What’s your flavour?: Selecting the right XML for your content

This is a guest post from Emily Gibson and Nic Gibson. They are both directors of Corbas Consulting Ltd and each have over 20 years’ publishing experience, mostly in editorial, print and digital production.

The other day we were contacted by a client who was really excited about the new digital publishing process they were putting into place, and they wanted some help getting things right. They had bought a database and needed to get their Word documents into the XML language that their database needed. However, the ‘flavour’ of XML that they had chosen wasn’t going to support the content that they were producing. That means that they aren’t going to get the best results and full value from their workflow system.

You see, publishing with XML is not just a matter of deciding to ‘have an XML workflow’. (For a basic description for editors, see, for example, this one in The Chicago Manual of Style.) There are many different ‘flavours’ of XML and you need to pick the one that fits your needs. These needs are defined by the type of content you are publishing and your workflow.

A well styled Word document, for example, can be transformed into a decent XML file. Once you have an XML file, you could simply apply scripts to it to create your output (PDF, HTML for your website, EPUB) – if you have a Word document for your novel, for example, that had Word Styles consistently applied, you can simply run a program to get whatever output you need.

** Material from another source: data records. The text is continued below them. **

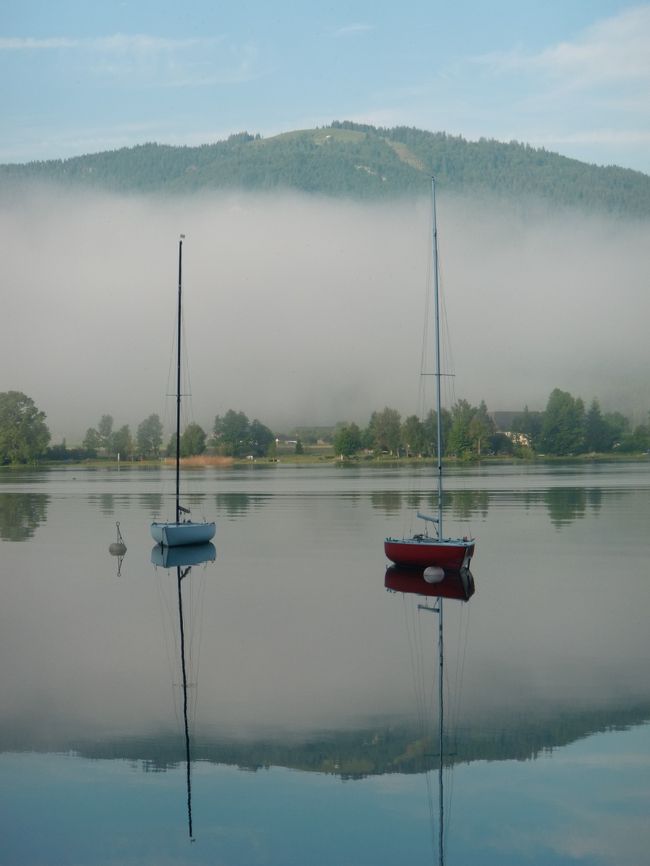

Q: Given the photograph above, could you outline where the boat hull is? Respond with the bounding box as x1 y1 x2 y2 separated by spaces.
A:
151 542 217 568
384 535 474 571
151 520 217 547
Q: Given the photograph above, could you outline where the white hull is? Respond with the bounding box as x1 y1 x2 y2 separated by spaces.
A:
151 520 217 547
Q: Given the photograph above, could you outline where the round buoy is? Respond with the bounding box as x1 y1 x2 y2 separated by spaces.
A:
424 565 445 583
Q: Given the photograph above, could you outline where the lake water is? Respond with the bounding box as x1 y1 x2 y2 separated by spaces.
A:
0 462 650 866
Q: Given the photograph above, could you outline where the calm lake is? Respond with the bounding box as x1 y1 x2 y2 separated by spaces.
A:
0 461 650 866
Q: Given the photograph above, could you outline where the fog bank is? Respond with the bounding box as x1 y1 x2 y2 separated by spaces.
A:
0 188 650 444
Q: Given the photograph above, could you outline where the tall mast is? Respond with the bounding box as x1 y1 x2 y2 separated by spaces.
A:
176 235 185 523
176 565 194 841
431 177 443 539
438 596 445 866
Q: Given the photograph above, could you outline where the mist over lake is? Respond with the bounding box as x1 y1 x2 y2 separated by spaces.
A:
5 181 650 441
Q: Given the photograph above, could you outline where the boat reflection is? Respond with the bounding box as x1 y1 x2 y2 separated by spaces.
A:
384 565 476 866
151 542 217 842
384 565 476 601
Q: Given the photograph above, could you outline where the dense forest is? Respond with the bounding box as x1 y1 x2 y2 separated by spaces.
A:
0 388 650 466
0 121 650 219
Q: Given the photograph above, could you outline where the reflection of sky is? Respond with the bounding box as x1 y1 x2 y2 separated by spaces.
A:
0 725 650 866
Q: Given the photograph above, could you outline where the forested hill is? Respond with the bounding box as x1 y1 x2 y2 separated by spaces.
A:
0 121 650 218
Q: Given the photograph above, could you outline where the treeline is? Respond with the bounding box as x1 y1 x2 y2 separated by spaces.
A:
0 388 650 465
77 409 275 460
333 388 650 460
0 121 650 218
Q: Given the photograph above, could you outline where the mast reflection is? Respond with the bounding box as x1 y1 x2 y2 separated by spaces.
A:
151 542 217 842
384 565 476 866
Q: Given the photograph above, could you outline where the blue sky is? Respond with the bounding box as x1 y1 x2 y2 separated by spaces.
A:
0 0 650 172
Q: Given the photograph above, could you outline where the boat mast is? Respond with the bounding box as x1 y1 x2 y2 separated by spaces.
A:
438 596 445 866
431 176 443 539
176 565 194 842
176 235 185 523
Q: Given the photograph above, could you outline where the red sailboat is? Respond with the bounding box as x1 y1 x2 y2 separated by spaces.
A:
384 178 475 571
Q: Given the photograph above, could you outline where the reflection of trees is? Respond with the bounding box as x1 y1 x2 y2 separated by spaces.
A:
544 487 587 526
54 703 649 779
215 492 271 517
88 493 115 517
138 493 162 514
587 487 603 514
370 490 490 520
370 490 402 514
0 493 50 541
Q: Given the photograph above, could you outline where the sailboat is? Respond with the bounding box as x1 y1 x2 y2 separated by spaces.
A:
151 235 217 547
384 177 475 571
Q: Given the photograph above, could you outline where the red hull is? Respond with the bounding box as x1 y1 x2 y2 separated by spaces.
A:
384 535 474 571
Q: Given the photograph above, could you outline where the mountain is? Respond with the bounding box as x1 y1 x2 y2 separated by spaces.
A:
0 121 650 219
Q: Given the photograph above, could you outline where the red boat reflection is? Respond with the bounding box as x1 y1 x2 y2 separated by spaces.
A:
384 565 476 601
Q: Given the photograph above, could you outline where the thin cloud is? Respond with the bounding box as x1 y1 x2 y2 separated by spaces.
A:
475 6 650 88
0 33 263 87
0 33 222 52
332 22 375 39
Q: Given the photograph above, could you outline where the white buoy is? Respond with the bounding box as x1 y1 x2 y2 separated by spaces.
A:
423 565 445 583
108 520 126 556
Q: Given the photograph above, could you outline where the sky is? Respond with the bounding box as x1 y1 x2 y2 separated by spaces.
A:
0 0 650 173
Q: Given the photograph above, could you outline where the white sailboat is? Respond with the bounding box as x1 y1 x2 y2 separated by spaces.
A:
151 235 217 547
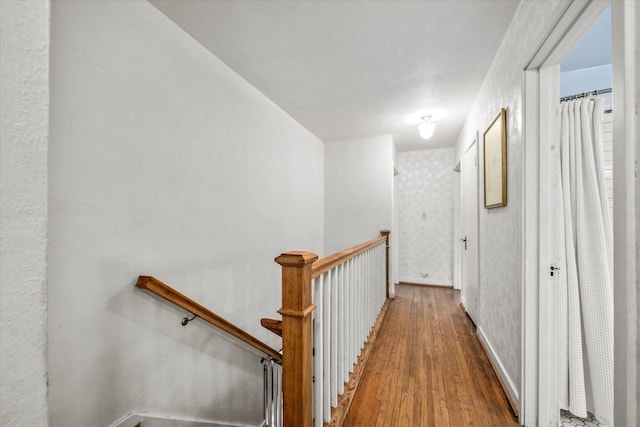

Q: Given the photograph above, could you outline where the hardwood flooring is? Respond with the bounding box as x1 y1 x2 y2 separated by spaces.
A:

On the other hand, if you have a bunch of journal articles, you could save the files into an XML-aware database and apply those scripts to all your content at once to produce a collection. Whichever system you choose is partly driven by the degree of automation that fits your publishing needs. If you are publishing fifteen monographs a year, there’s not a lot of benefit to an all-singing and all-dancing XML database. If you are publishing several hundred articles a year then there are some big benefits.

The first step is to decide how you are going to go from manuscript to XML and then you need to decide what systems you are going to use to manipulate and transform it.

You need to think about both the structure and the content of your manuscripts when you decide on which flavour of XML you are going to choose. The different flavours of XML are very different in their structure and their expressiveness. The only thing you can be fairly sure of is that there is already one which will meet most of your needs (you don’t need to write it from scratch).

There are different tag sets (the set of elements in an XML language, a.k.a. what’s inside the pointy brackets) that suit different kinds of content, and there are different tools to suit them, too. In the same way that ice cream and sausages are both delicious, but you wouldn’t want them together, not every flavour of XML goes with every kind of content.

Match the content you publish with the appropriate XML language. For example:

Simple Narrative

If your content doesn’t have specialised semantics (e.g. legal, programming), the XML variant of HTML5, XHTML (as used in EPUB) is perfectly suitable for a lot of narrative (e.g. novels) and monograph material for EPUB, print and web outputs. The XML variant of HTML5 has the advantage of a smaller, simpler tag set, which makes it easier to work with for simpler content.

XML can help publishers tackle managerial as well as technical challenges. It provides ways to manage the workflow, the interaction between content and people, and the publishing processes, as well as the documents themselves. The features of XML ensure that information and its structure can be controlled and managed.